Recovering from the loss of such longstanding, respected and stable science-based firms also takes years, as shown by the experience of neighboring New Jersey, long a leader in the pharmaceutical and biotechnology industries. A wave of mergers, closures and moves out of state by major pharmaceutical companies displaced thousands of workers, including many scientists, in the first decades of the 21st century. Employment in the state’s important life sciences industries fell by more than 12 percent between 2004 and 2014, according to the New Jersey Department of Labor and Workforce Development. Meanwhile the number of establishments in the pharmaceutical sector rose by 90 between 2009 and 2014, perhaps in part reflecting start-ups by laid-off scientists.

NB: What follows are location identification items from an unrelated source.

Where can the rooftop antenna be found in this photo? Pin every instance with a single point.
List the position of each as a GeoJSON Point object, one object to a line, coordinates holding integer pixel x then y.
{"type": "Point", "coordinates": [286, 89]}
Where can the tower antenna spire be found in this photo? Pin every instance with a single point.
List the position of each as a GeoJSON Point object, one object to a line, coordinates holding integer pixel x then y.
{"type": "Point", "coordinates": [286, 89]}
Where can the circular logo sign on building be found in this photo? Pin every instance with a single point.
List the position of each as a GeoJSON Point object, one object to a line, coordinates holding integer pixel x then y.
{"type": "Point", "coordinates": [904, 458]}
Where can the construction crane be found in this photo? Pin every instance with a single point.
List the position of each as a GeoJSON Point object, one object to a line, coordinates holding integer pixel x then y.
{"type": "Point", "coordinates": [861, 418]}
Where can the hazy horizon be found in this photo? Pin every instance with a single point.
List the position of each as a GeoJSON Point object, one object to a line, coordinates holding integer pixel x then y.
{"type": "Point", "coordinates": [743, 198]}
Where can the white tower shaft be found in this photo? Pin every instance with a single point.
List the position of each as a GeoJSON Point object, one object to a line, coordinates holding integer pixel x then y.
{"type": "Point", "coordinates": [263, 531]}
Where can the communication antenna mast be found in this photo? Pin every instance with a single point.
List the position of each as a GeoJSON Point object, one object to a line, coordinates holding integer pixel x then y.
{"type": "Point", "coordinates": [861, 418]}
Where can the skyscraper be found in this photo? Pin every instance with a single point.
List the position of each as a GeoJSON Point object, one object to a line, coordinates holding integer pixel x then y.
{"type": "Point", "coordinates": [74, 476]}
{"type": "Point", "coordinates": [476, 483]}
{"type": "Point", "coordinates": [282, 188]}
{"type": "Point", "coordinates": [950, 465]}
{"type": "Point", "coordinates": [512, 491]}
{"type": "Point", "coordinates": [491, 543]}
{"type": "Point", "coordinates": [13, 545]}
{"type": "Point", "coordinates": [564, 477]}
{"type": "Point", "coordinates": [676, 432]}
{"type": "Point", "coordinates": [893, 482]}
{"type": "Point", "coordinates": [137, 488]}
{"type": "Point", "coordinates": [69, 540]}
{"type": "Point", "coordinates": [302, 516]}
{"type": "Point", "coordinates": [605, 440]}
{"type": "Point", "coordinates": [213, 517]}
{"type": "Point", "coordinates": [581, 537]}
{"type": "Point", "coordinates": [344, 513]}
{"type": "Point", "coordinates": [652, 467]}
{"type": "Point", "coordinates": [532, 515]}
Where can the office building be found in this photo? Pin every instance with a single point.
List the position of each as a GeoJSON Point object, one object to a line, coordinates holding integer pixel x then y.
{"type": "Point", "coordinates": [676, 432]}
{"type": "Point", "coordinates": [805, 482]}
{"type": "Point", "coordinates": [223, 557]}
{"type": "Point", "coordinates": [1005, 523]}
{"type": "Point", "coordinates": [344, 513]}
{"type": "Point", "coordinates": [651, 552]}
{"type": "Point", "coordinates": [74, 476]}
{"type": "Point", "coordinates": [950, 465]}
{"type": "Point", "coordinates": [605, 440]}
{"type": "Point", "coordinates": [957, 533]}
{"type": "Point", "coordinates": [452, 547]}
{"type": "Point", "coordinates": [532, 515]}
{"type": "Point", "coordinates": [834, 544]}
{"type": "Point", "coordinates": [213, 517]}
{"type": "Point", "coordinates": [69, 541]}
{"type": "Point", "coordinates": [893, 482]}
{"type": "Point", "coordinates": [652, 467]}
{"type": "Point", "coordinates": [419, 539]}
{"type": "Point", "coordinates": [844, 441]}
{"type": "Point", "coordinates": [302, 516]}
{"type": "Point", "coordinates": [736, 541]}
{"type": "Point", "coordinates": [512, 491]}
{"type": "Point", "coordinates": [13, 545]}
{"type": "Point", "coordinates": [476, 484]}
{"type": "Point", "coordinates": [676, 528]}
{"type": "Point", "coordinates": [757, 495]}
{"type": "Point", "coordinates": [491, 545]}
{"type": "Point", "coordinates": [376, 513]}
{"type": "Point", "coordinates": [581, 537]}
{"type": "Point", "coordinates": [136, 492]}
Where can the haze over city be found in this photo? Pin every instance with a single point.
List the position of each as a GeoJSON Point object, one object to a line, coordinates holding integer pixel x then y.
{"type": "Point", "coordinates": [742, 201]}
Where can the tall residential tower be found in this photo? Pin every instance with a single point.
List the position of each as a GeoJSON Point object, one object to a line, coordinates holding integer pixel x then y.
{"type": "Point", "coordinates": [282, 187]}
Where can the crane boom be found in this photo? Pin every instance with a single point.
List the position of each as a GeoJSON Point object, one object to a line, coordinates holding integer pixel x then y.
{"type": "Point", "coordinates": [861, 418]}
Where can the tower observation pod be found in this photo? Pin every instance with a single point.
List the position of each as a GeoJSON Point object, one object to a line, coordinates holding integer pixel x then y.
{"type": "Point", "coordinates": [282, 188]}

Like Delaware, New Jersey has suffered, along with job losses, the destruction of a venerable and celebrated research institution and its deep scientific culture. In 2013 Roche disbanded its renowned Nutley research center where for over 80 years prominent scientists such as chemist Leo Sternbach and biochemist Sidney Udenfriend, along with thousands of other local residents, worked at the 45-hectare campus. Their accomplishments include Valium and Librium, the benzodiazepine drugs that launched pharmaceutical psychiatry; the tuberculosis drug isoniazid; and advances in molecular biology, oncology and other fields. A new medical school founded by Seton Hall University in partnership with the Hackensack University Health Network will bring science jobs back to part of the campus starting in 2017, but most of the research buildings still await redevelopment.

So can Delaware and its scientific and technical workforce rebound from the losses? Butkiewicz is withholding judgment. “Right now,” predictions are “just speculation,” he says. “We’ll have to see in five or 10 years what happens there.”